September 20th, 2011

Former Vice President Dick Cheney talks to CNN’s John King

CNN’s John King sat down with former Vice President Dick Cheney to discuss a wide range of issues from the evolution of the Republican Party to regrets the vice president may have. Two highlights from the interview are after the jump and a full transcript of the program will be posted at

Please credit all usage of the interview to CNN’s John King

ADDITIONAL VIDEO –  Former Vice President Dick Cheney talks with with CNN’s John King about what he calls “flawed intelligence.”
Highlight from Interview

JOHN KING, CNN ANCHOR:  Let me close on that point.  You wrote the book, and as you know, there have been some scathing reviews, some people saying why doesn’t’ Dick Cheney say I regret this or why doesn’t Dick Cheney say I got this wrong.  Reflect on that as you close.
And as you do, I read this part, somebody who keeps notes from my mother who I lost a long time ago, and I was struck by this.  This is after the Ford loss, your mother sent you this note and you say you kept it in a frame for years.  Quote, “It’s hard to put down what I feel, much love, much pride, and I know you will come out of this knowing that you did your best.”

You put that early in the book about an early moment in your career.  Could you put it at the end of the book?

DICK CHENEY, FORMER VICE PRESIDENT OF THE UNITED STATES: Oh, I think so, yes.  That obviously is a judgment I cared a lot about.  My mother, she’s been gone now for many years, but I’ve still got that letter and I like to think she’d approve of the later stages of my career.

She died shortly after I left the Defense Department, so she never knew I got to be a vice president, but she would have loved it.

KING:  And to those who have seen the interviews since the book came out and they’re saying where’s the apology, where’s the regret, where’s the this — ?

CHENEY:  They probably didn’t agree with me when I was in office.  And this certain group that don’t think you’ve written a book until you’ve apologized for whatever it is they disagreed with you that you did, I don’t worry about that

Highlight from Interview

JOHN KING, CNN ANCHOR You said something in a recent interview, that you thought the current secretary of state, the former senator from New York, Hillary Clinton, to be the strongest Democratic candidate, not for vice president, for president in 2012.  Her husband, who has a little experience at this, the former president, said that he has high regard for your political skills, but he thinks you’re trying to, quote, “cause a little trouble.”

You trying to cause a little trouble?

DICK CHENEY, FORMER VICE PRESIDENT OF THE UNITED STATES: Well, he didn’t turn down the opportunity to accept my suggestion that Hillary ought to run.  I —

KING:  I think it’s pretty clear she’s not going to.

CHENEY:  I said it tongue in cheek, and I think he could tell that.  But I — I just think the Democrats ought to have as much fun on their side as we are on ours.

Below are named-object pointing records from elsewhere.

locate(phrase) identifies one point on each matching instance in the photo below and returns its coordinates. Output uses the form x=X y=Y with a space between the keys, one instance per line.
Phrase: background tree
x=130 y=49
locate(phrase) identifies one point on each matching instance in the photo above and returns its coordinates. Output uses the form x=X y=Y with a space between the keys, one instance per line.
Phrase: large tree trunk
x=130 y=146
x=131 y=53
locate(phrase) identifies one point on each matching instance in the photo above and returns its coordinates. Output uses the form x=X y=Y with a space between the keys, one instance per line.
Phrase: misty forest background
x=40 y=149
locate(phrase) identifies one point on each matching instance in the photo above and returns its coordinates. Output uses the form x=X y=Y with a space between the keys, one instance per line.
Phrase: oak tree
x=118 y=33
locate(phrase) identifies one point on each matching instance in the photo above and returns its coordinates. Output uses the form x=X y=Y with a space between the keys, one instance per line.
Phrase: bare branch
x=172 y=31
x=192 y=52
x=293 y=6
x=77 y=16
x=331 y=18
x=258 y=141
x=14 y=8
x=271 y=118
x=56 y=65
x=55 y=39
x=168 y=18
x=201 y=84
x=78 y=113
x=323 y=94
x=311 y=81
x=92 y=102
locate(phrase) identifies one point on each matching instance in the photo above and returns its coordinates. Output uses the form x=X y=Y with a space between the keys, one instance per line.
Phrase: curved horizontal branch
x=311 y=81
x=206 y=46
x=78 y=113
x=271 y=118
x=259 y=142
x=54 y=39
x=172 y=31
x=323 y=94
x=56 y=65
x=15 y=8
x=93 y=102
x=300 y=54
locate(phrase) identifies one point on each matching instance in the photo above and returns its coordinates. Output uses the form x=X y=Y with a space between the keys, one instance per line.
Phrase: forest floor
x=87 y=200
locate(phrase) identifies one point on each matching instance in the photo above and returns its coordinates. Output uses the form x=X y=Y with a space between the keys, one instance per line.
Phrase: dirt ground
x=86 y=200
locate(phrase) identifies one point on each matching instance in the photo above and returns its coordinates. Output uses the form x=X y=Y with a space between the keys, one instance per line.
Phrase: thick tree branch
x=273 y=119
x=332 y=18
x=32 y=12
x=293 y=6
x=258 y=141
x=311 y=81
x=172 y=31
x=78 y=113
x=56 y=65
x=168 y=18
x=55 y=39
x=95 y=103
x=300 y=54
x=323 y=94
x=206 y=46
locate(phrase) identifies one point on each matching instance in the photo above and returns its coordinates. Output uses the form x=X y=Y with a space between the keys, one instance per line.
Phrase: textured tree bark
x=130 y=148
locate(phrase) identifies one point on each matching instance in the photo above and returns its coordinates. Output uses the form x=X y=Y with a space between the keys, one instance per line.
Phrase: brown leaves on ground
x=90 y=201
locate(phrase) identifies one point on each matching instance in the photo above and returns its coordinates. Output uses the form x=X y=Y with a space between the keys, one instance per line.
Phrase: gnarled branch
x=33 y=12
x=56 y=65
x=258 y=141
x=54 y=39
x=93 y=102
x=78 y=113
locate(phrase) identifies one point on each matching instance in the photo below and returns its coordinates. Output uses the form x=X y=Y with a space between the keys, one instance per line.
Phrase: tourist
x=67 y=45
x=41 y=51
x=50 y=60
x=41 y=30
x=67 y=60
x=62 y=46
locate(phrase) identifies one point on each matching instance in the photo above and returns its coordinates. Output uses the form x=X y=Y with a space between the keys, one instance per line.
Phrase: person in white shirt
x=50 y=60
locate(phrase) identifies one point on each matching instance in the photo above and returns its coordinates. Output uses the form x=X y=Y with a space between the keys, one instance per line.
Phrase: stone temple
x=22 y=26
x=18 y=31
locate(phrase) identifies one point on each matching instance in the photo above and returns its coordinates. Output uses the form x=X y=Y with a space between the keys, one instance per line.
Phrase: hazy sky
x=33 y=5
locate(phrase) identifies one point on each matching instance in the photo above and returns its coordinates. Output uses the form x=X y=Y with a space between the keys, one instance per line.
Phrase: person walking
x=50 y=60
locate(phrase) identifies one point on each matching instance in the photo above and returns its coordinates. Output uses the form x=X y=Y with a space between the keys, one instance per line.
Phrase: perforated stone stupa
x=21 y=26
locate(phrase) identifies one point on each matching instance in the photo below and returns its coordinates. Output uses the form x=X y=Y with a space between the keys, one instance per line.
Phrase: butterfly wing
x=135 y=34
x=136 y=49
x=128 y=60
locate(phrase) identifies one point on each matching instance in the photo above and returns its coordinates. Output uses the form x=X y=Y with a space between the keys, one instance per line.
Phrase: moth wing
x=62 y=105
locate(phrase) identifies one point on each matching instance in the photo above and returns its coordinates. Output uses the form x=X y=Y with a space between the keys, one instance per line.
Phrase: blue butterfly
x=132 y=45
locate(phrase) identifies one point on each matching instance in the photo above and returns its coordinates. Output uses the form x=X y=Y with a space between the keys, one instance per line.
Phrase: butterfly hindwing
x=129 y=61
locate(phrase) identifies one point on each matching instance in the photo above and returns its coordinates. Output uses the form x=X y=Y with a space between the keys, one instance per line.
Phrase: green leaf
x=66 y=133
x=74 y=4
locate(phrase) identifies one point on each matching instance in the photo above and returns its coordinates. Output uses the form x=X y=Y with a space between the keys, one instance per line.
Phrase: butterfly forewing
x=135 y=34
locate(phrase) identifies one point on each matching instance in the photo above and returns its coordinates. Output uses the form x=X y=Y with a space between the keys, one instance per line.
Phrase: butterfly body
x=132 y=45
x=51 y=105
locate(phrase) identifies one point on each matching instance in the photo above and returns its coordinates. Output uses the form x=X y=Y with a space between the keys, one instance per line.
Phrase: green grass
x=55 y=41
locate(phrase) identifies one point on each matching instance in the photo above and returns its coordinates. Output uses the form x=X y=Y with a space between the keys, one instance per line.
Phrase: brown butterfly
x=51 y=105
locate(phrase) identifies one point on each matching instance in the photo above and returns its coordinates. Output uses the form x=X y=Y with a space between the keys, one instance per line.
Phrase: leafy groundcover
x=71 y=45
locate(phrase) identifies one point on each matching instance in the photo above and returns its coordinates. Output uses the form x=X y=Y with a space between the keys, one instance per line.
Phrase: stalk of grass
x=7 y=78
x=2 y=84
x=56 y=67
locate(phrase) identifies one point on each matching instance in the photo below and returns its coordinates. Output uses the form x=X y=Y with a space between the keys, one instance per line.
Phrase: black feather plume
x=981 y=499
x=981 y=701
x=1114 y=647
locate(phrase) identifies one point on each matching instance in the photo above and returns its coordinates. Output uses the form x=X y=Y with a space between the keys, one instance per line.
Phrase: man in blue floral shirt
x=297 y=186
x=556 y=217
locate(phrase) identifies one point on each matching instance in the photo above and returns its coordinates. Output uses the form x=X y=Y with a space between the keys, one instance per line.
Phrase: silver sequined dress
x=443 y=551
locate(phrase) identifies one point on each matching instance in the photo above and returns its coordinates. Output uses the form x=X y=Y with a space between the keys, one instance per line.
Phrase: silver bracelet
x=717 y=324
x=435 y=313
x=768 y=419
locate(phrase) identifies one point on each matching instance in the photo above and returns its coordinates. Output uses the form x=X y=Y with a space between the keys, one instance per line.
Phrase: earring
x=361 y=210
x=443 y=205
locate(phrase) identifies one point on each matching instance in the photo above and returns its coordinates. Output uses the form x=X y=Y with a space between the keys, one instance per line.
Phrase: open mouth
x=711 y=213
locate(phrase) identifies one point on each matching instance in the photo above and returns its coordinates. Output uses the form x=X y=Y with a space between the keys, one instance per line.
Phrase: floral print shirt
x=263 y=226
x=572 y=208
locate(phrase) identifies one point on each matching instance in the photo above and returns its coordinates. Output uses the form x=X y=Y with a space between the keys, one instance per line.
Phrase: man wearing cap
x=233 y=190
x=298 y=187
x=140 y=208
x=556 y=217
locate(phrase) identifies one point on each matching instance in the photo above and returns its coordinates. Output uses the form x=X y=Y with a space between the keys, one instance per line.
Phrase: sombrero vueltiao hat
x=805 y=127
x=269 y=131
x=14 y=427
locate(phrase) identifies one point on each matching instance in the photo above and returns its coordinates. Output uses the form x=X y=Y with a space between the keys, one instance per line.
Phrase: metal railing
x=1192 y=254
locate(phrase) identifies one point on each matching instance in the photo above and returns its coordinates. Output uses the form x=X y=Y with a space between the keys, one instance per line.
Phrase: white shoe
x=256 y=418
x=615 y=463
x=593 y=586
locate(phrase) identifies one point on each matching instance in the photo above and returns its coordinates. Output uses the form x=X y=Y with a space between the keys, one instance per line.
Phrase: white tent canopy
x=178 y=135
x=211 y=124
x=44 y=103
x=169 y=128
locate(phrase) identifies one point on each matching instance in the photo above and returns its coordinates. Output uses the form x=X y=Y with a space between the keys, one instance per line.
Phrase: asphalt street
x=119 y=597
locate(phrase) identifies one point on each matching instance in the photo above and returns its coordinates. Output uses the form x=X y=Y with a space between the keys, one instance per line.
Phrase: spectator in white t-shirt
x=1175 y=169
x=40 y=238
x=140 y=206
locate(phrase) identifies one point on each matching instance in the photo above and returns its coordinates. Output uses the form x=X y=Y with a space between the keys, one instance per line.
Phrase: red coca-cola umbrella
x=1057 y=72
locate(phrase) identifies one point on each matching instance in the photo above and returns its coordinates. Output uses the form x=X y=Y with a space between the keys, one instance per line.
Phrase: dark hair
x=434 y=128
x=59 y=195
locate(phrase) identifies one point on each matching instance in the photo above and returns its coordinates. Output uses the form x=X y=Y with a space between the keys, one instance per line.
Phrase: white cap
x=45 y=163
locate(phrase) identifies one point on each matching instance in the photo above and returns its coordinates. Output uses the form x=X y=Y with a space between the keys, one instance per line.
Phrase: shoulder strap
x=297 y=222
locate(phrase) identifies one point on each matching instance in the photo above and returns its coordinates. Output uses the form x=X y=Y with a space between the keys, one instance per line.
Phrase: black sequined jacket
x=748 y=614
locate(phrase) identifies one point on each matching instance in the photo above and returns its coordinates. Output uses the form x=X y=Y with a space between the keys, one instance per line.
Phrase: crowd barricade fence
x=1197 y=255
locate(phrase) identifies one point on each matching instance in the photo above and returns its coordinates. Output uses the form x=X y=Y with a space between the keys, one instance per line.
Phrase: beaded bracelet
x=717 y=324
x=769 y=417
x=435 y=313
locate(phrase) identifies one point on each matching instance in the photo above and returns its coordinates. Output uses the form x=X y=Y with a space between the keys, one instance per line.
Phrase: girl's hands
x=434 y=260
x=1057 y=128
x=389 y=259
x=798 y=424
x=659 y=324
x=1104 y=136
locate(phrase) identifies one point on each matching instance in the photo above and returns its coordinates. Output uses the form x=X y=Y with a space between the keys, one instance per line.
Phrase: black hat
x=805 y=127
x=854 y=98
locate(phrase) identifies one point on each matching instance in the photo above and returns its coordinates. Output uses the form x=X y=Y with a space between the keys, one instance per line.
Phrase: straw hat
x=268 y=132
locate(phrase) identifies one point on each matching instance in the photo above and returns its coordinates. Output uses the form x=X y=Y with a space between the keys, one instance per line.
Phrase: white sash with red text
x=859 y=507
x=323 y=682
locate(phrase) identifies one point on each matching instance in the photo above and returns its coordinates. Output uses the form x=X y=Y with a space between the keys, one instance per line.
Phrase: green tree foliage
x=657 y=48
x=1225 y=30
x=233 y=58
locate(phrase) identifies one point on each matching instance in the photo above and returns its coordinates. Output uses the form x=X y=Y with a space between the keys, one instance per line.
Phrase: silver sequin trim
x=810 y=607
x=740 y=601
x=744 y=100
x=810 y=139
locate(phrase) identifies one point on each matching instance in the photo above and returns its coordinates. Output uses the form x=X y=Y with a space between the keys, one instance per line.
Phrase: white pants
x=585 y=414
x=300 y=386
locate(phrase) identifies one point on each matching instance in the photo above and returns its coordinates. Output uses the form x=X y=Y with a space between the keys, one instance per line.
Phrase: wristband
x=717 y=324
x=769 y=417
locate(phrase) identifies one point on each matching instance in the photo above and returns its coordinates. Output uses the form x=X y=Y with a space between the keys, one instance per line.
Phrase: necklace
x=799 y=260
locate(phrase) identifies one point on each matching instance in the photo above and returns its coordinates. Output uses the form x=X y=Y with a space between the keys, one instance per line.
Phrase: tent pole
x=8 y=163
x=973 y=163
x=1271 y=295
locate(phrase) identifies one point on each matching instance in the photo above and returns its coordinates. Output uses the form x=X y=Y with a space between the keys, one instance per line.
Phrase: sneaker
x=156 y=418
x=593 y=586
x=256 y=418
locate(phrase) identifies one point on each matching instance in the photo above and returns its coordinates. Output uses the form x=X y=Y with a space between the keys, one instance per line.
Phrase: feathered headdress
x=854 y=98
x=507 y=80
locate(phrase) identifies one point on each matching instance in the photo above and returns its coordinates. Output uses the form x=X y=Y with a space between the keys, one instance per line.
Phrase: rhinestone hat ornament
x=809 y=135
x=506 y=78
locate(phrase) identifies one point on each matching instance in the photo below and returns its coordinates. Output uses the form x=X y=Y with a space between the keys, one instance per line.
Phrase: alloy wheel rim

KING:  Do you accept any responsibility for the birth of the Tea Party in the sense that if you talk to Tea Party voters, they would say the Obama stimulus plan and the Obama health care plan, that that was the last — those were the last straws.  That got them thinking government has too much power in Washington, we want to return it to the states.

But if you have an extended conversation with most Tea Party voters, they would say deficit spending in what was supposed to be a conservative administration, the Bush-Cheney administration, and then the bailouts, the government getting directly involved at the end, that that, for them, said whoa, this is not what we bought.

Are you, in part, a father of the Tea Party?

CHENEY:  Well, nobody’s ever accused me of that.

I did support the TARP program, and I did because the federal government is the only entity in our society that is in a position to maintain the viability of our currency and the functioning, if you will, of our — of our financial system.  Without that financial system, everything else falls apart.

When we get into the area of individual industries, the automobile industry or whatever particular product we want to talk about, that’s a separate proposition.  I think the markets ought to work there and the government shouldn’t be in the business of trying to make choices or play favorites.

But when it comes to the basic fundamental functions of the Federal Reserve Board, the Treasury and the overall health of our financial system and our banking system, only the federal government can maintain the viability of those — those institutions, and it’s absolutely essential we do it.

If we hadn’t done what we did with TARP, I think we’d have been in big, big trouble, much worse than we are.

KING:  And so when a Tea Party voter railed against that, is it just they don’t understand, they don’t understand the complexity of it, they don’t understand that moment?

CHENEY:  Well, they don’t agree with me. That’s their prerogative.